Rafael Calabria explica que o serviço de transportes já vinha sendo objeto de questionamento social há vários anos, como em São Paulo (2013), Rio de Janeiro (2018) e Niterói (2013). Segundo ele, em geral, os principais fatos que motivam a abertura de CPIs são a falta de transparência e irregularidades sobre o cálculo das tarifas, além do descumprimento de itens do contrato de concessão. Com a chegada da pandemia esses problemas se aprofundaram.
“A piora dos serviços foi acompanhada de propostas de aumentos abusivos de tarifa ou subsídios pelas prefeituras, o que levou muitas câmaras municipais a criarem CPIs a fim de investigar os custos e lucros das empresas concessionárias no período”, ressalta Calabria.
Algumas das CPIs já concluídas encontraram irregularidades mas, até o momento, não foram implementadas medidas pelo poder Executivo para resolver os problemas. No caso de Belo Horizonte (MG), a análise de documentos apontou erros estruturais no contrato de concessão e desencadeou a criação de outra comissão que dará diretrizes para que sejam feitas correções. Em Presidente Prudente (SP), a situação foi a mesma, sendo que o relatório final da CPI recomendou a rescisão do contrato com a empresa concessionária. A cidade segue enfrentando problemas e nomeou um interventor para lidar com a situação do transporte coletivo.
De acordo com Calabria, o número elevado de CPIs revela o tamanho do problema que o setor de transporte público enfrenta, já que o processo de abertura de uma comissão em geral é demorado e polêmico. “Elas mostram ainda que há uma percepção da sociedade para o problema e a tentativa de indicação de soluções pelo Legislativo. Mas as prefeituras raramente corrigem as irregularidades. Em muitos casos isso ocorre porque o poder público mantém práticas de trocas de favores com as empresas de ônibus, rifando os interesses da população”, critica Calabria.
Como chegamos até aqui
O cerne do problema do transporte no Brasil está na forma de financiamento do sistema, baseada apenas na tarifa paga pelo usuário. Além disso, a remuneração das empresas é calculada sobre o número de passageiros transportados e não sobre o custo real da operação do sistema. “Esse é um problema nacional e estrutural, que não pode mais ser pensado por cada cidade separadamente, mas sim por uma política nacional de transportes”, reivindica Calabria.
O ideal seria rever esses contratos de concessão, contemplando outras fontes de financiamento e refazendo a fórmula de cálculo da tarifa, com maior transparência e prevalecendo o interesse público. “Porém, estamos agora em um momento de emergência, precisamos garantir o serviço para a população. A grande maioria das prefeituras não consegue bancar o prejuízo no setor. A única saída é a injeção de recursos do governo federal, obrigando as prefeituras a darem contrapartidas”, defende Calabria.
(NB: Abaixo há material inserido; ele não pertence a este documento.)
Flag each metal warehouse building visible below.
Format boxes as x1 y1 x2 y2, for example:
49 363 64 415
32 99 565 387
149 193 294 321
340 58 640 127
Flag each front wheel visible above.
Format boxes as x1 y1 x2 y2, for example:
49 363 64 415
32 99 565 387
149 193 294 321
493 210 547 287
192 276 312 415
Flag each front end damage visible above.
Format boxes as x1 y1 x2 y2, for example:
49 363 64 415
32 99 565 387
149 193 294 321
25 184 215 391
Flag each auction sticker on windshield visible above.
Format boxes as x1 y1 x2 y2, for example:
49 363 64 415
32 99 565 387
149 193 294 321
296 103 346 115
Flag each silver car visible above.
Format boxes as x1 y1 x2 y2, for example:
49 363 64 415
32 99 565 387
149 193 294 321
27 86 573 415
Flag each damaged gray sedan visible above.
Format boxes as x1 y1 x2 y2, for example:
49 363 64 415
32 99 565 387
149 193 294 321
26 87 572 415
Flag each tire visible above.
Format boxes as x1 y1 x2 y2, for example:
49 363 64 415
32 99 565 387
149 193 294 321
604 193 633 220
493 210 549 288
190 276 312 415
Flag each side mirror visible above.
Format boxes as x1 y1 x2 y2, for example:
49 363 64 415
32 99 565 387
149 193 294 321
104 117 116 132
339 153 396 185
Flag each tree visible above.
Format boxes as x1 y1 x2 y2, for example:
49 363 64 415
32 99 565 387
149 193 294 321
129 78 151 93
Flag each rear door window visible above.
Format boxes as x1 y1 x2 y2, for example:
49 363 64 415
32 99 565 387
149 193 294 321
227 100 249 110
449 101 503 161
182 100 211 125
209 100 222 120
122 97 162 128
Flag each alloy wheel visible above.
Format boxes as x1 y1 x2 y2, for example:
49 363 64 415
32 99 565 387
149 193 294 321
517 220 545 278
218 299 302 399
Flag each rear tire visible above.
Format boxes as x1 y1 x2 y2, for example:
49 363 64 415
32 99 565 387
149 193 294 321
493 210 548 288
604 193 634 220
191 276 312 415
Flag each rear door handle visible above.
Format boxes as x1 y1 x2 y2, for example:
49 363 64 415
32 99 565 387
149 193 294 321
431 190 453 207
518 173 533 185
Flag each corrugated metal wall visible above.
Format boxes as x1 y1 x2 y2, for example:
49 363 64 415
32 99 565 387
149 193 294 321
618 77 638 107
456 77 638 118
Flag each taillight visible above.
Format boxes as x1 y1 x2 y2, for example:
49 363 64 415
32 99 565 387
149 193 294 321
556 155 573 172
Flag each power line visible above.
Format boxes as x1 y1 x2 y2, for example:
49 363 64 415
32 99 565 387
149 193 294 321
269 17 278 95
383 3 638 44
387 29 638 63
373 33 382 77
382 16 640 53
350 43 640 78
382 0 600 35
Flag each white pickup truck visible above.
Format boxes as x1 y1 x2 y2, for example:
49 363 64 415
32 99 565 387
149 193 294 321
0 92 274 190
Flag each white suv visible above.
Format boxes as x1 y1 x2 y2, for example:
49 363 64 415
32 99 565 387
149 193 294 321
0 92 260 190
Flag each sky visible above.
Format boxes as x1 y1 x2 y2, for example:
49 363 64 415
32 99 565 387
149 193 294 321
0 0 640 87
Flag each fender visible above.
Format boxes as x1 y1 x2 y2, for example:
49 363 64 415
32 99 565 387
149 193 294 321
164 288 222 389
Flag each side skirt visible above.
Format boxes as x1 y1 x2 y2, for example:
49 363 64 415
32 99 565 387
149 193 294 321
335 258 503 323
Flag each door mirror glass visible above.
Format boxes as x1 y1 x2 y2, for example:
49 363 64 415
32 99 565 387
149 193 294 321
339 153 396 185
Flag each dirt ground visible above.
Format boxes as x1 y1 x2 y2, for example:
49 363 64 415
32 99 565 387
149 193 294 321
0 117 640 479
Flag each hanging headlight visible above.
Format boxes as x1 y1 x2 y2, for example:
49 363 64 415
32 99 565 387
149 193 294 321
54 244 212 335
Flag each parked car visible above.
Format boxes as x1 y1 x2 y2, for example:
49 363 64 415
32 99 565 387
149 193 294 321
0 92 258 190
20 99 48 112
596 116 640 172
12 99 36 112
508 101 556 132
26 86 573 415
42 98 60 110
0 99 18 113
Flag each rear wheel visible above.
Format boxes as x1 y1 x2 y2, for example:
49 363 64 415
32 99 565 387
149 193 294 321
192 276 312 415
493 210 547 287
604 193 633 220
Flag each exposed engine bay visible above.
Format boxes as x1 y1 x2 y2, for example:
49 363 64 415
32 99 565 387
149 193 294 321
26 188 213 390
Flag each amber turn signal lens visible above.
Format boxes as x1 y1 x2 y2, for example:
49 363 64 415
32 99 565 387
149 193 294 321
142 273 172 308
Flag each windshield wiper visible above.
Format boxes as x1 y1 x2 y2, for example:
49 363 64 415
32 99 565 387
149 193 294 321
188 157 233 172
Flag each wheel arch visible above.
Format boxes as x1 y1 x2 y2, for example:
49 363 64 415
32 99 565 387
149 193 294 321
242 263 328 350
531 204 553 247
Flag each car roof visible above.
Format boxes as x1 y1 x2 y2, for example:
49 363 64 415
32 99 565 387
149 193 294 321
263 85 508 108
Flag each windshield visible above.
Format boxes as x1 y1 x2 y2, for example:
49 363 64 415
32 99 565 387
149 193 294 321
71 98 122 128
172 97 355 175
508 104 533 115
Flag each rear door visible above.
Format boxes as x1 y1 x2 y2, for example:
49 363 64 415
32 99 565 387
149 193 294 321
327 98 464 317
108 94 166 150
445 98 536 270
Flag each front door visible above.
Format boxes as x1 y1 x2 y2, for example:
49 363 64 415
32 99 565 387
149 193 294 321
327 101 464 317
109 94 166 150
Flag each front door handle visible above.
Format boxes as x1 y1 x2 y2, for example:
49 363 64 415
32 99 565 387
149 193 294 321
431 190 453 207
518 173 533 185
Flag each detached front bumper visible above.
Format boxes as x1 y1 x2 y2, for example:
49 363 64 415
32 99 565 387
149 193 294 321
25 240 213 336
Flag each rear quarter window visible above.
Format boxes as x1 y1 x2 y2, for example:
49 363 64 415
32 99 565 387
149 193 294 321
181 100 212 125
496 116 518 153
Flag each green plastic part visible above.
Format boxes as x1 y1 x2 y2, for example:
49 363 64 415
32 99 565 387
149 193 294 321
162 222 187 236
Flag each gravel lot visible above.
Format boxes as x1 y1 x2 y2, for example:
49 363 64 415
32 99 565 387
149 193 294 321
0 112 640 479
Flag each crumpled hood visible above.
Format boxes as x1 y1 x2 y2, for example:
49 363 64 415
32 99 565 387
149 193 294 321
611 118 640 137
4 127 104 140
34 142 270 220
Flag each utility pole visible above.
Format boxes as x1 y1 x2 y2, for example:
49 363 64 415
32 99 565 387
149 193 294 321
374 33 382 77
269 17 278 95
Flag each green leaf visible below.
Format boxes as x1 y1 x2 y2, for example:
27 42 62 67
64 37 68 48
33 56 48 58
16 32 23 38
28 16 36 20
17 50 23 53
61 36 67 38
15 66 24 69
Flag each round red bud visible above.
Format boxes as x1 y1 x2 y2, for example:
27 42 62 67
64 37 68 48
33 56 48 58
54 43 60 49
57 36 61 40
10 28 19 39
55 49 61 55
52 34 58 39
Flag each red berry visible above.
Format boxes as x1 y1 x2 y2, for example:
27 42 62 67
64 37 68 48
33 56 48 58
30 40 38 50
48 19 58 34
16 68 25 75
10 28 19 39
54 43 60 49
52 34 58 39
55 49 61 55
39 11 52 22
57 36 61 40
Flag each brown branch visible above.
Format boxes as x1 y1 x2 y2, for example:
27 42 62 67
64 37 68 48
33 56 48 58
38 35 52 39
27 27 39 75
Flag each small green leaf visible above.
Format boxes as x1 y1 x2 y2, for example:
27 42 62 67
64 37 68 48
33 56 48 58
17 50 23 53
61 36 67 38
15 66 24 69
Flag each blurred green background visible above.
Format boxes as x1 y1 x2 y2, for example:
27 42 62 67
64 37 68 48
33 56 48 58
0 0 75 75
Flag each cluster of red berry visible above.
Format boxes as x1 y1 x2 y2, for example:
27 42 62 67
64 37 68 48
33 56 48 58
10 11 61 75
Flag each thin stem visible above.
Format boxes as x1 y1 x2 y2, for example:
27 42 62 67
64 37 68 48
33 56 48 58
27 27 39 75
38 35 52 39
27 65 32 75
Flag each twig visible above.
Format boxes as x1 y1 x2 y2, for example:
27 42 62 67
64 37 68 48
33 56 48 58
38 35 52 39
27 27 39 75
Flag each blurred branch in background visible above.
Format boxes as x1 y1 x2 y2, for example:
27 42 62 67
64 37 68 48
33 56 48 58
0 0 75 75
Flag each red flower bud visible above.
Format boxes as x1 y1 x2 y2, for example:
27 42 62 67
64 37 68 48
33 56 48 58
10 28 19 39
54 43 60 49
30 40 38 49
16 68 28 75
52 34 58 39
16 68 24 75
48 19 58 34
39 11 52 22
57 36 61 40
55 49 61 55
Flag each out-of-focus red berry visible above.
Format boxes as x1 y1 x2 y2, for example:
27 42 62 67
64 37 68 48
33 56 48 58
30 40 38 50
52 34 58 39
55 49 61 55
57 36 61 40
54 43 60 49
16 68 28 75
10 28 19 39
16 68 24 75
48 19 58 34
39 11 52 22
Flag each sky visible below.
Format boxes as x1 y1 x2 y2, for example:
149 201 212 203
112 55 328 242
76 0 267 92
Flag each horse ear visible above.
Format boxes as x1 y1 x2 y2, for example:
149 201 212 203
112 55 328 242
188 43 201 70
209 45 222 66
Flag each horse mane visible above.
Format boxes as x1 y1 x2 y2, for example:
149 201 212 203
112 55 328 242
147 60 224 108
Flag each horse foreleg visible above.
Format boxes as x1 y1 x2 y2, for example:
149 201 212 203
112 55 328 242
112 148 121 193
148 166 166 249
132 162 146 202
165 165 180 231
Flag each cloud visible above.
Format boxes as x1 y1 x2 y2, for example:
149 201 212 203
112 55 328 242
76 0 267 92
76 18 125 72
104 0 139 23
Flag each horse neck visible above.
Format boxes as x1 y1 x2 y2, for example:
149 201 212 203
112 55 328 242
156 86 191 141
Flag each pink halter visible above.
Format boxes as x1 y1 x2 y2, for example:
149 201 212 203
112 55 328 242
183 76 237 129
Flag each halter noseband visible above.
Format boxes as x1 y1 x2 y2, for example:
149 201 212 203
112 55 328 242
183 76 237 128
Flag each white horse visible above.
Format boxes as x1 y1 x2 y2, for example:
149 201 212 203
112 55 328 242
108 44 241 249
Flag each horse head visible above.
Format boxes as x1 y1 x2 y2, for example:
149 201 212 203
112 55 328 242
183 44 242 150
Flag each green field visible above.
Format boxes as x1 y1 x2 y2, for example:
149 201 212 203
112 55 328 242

Em diversos países os governos federais socorreram financeiramente as cidades para resguardar o setor. No Brasil foi aprovado pelo Congresso Nacional um projeto de lei neste sentido, com importantes contrapartidas das prefeituras para melhorar a qualidade do serviço. “No entanto, o projeto foi vetado pelo presidente Jair Bolsonaro. Assim, as cidades ficaram sem apoio e uma crise se disseminou”.